Not only do Palestinians who apply for medical permits require a referral from the MoH to coordinate with Israel’s Coordinator of Government Activities in the Territories (COGAT) and the Coordination and Liaison Administration (CLA) for Gaza, but along with the permit application, a letter of financial commitment to the receiving hospital is required. The Service Purchasing Unit in Ramallah must financially approve a referral before the permit process itself can be initiated, and the PA pays for the travel and treatment through deductions from Palestinian taxes held by Israel. If the PA were to collapse, this intricate mechanism probably would, too. Should the Israeli regime persist in offering permits to Palestinians at all, the burden of applying for permits and paying for care would fall entirely on the Palestinians seeking treatment, rendering needed interventions largely unaffordable, and therefore, unattainable for most.
A Dismal Outlook
Should the PA collapse, it is unclear which body would administer Palestinian healthcare in the West Bank and Gaza. Prior to the Oslo Accords, it was the Israeli Ministry of Defense (not the Israeli MoH) that administered Palestinian health. During this period, Israeli occupation authorities oversaw service provision primarily through Palestinian healthcare personnel. In recent years, however, Israel has increasingly failed to fulfill its responsibilities towards Palestinian health, as has been made abundantly clear during the COVID-19 pandemic.
Moreover, UNRWA would likely not replace the MoH in administering healthcare in the West Bank and Gaza, despite having a large presence in the sector already. This is because UNRWA’s mandate restricts its service provision to Palestinians registered as refugees.
Palestinian NGOs would continue to try to fill service gaps, but would be restricted by their mandates, the Israeli occupation, and limited funding. For example, the Palestine Red Crescent Society is primarily involved with emergency response, community-based health, rehabilitation, and mental health—a range of services that falls short of addressing the scale of Palestinian health needs. Other local organizations, like the Palestinian Medical Relief Society, the Gaza Mental Health Foundation, and Juzoor, would continue to deliver services at the local level, but would be stymied by Israeli restrictions, limited funding, and their inability to scale up to population-level services.

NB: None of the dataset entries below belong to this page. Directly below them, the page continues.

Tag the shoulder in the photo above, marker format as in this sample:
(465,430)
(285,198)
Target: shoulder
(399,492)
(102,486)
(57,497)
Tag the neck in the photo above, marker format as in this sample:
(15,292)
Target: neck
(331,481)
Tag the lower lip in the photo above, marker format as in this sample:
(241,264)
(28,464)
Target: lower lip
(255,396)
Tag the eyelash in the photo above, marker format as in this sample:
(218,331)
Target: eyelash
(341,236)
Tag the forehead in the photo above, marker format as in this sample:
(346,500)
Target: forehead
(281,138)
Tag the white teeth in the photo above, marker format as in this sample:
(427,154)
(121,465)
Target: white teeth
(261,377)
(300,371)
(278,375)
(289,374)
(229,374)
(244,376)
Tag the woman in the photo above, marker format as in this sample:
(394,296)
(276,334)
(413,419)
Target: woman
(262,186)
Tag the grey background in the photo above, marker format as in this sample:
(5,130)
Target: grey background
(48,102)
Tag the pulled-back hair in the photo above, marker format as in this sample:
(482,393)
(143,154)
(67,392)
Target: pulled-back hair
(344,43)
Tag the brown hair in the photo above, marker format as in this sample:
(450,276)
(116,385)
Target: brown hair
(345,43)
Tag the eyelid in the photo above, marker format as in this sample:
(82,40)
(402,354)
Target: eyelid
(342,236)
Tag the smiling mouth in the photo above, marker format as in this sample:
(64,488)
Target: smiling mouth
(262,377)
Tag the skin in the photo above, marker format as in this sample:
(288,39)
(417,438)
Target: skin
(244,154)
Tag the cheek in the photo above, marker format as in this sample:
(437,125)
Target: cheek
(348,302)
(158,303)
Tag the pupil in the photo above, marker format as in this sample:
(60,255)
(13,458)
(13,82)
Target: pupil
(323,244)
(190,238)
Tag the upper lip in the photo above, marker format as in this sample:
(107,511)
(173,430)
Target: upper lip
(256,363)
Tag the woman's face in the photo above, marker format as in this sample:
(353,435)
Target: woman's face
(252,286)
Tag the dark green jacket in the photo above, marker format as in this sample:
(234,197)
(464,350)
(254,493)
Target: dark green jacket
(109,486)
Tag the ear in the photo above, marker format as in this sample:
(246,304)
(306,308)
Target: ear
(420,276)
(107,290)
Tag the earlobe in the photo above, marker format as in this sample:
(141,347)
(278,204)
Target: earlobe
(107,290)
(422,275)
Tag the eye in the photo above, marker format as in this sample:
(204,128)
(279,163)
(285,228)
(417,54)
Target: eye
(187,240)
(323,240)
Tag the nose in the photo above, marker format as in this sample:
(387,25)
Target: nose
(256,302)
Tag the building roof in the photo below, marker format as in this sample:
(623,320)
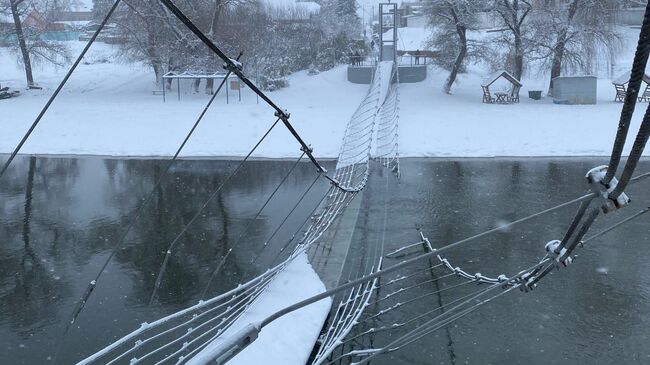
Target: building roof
(502,73)
(625,78)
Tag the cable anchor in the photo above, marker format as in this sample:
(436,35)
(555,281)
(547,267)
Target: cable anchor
(595,179)
(283,114)
(233,66)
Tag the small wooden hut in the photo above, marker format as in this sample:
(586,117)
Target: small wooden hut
(504,98)
(620,84)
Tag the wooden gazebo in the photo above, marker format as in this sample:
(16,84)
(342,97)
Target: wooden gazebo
(621,88)
(503,98)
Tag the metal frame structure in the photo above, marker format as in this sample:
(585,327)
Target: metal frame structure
(387,21)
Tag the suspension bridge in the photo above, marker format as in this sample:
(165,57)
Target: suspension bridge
(221,328)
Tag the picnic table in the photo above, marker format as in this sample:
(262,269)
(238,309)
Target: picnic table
(502,98)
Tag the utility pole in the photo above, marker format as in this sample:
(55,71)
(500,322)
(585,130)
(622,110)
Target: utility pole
(21,41)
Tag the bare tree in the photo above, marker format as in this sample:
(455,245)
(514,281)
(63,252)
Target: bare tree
(451,19)
(568,36)
(20,35)
(29,40)
(513,14)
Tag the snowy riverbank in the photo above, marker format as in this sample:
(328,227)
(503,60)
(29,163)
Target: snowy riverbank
(108,108)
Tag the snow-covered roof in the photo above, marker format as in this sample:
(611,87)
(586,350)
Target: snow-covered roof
(6,19)
(81,5)
(625,78)
(409,38)
(502,73)
(307,6)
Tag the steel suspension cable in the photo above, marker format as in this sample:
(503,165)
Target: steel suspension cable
(140,210)
(230,65)
(59,88)
(245,230)
(635,155)
(286,217)
(634,86)
(205,205)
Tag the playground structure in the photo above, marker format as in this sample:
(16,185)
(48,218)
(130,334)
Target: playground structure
(620,84)
(501,97)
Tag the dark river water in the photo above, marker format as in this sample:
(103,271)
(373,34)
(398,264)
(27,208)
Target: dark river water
(61,217)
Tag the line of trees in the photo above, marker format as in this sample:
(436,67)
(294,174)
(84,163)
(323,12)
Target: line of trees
(275,41)
(552,35)
(28,41)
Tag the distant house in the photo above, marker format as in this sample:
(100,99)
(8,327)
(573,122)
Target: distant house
(6,24)
(38,21)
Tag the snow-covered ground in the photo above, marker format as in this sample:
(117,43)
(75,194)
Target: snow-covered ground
(108,109)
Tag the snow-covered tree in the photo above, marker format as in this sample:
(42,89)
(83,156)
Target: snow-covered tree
(451,20)
(514,15)
(29,42)
(570,36)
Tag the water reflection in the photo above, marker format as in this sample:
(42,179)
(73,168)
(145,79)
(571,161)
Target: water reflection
(590,313)
(61,217)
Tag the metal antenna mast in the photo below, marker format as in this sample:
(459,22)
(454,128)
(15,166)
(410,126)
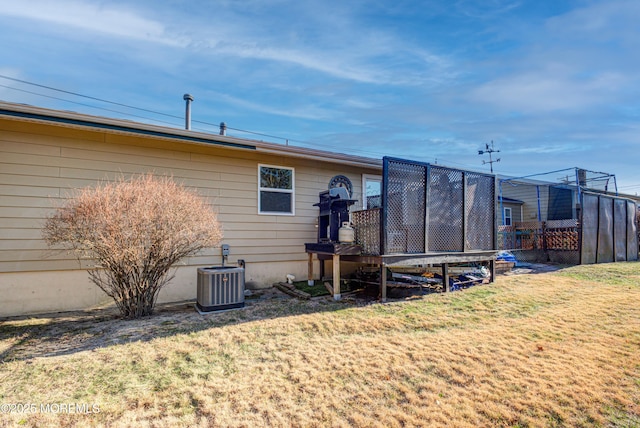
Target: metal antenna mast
(489,150)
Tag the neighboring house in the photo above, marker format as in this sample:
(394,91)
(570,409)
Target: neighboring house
(45,154)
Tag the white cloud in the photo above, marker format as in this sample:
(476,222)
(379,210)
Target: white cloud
(110,20)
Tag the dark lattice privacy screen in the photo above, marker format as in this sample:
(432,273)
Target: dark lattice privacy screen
(429,208)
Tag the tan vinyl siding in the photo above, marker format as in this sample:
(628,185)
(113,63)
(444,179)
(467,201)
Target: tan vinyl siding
(528,194)
(42,164)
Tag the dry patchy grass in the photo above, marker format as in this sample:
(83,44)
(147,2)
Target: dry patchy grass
(553,349)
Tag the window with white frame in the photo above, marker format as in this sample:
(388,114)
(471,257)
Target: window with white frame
(276,190)
(507,216)
(372,191)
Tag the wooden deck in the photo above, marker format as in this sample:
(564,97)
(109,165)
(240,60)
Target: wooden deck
(352,253)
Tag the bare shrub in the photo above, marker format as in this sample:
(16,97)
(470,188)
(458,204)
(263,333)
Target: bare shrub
(133,232)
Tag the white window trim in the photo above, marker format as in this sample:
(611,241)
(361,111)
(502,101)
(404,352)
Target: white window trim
(365,178)
(268,189)
(505,216)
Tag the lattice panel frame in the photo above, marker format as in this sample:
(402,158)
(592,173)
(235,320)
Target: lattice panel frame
(404,205)
(445,209)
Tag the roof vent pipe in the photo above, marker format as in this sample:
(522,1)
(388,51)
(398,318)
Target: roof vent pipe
(187,116)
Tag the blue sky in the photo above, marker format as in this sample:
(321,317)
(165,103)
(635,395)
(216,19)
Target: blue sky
(555,84)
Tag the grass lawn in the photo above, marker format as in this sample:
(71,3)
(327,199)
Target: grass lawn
(549,349)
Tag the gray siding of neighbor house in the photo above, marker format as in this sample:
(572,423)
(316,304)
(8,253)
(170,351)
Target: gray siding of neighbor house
(41,164)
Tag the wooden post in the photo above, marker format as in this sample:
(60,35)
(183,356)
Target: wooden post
(336,277)
(310,270)
(445,277)
(383,283)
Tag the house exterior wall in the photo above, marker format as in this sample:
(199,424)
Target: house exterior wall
(515,212)
(41,164)
(528,194)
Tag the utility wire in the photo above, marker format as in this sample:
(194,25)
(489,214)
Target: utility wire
(307,143)
(83,104)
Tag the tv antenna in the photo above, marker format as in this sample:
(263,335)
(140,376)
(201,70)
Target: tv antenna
(489,150)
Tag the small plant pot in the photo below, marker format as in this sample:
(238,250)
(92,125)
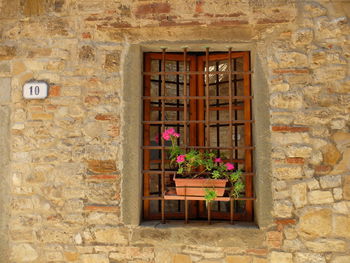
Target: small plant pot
(197,186)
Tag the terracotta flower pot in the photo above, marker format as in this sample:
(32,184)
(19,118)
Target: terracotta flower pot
(197,186)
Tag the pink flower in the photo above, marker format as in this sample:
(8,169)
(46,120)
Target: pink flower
(166,136)
(180,158)
(218,160)
(156,138)
(229,166)
(170,131)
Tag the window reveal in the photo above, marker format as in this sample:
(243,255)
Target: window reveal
(206,97)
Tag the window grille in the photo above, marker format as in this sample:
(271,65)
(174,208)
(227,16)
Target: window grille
(206,97)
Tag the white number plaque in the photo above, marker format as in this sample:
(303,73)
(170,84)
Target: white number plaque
(35,90)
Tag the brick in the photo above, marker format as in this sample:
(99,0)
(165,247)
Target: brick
(102,166)
(54,91)
(102,208)
(153,8)
(103,177)
(257,251)
(291,71)
(238,259)
(290,129)
(41,116)
(296,160)
(285,221)
(105,117)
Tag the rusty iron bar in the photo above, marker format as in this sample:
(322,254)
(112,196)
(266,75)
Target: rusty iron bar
(194,97)
(200,121)
(163,143)
(185,99)
(231,210)
(196,72)
(172,172)
(207,116)
(209,212)
(230,100)
(181,197)
(201,147)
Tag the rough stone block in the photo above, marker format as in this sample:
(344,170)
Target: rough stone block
(291,101)
(320,197)
(94,258)
(317,223)
(299,195)
(23,253)
(281,257)
(309,257)
(179,258)
(102,166)
(287,172)
(5,86)
(342,226)
(341,259)
(330,181)
(326,245)
(114,235)
(303,36)
(282,209)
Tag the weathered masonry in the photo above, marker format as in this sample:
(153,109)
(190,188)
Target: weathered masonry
(82,174)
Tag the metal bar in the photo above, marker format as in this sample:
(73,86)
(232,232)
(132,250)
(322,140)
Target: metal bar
(230,100)
(163,143)
(201,147)
(231,210)
(185,100)
(217,108)
(194,97)
(209,212)
(247,135)
(207,116)
(200,198)
(172,172)
(235,101)
(201,121)
(186,206)
(146,138)
(197,72)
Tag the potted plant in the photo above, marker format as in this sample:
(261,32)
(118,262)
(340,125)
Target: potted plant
(202,173)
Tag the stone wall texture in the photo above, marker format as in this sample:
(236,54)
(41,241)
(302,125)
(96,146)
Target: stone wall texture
(61,157)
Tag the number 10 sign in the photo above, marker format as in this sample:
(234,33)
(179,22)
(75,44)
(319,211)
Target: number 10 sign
(35,90)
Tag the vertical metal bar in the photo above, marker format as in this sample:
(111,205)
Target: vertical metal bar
(163,143)
(207,97)
(231,210)
(218,117)
(186,206)
(185,100)
(159,132)
(209,213)
(146,137)
(247,135)
(230,99)
(236,113)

Israeli NGOs, like Physicians for Human Rights, could help with coordination and advocacy efforts, but also lack the capacity and mandates to take over healthcare provision at the scale of the MoH. They would therefore focus mostly on short-term medical missions and initiatives, like mobile clinics. Moreover, international NGOs would be at the mercy of the Israeli regime in terms of allowing goods and medical personnel to enter the West Bank and Gaza. And without a MoH to partner with, it is unclear which Palestinian entities would be able to accept external financial support in a just and equitable manner.
Ultimately, in the likely event that the Israeli occupation persists following the collapse of the PA, the Israeli regime would still control Palestinian borders, dictating which services would be allowed to enter the West Bank and Gaza. In other words, even if Israel does not assume responsibility for administering Palestinian healthcare following the collapse of the PA, its occupation would continue to render it the primary actor in Palestinian health, and Palestinians would continue to suffer daily as a result.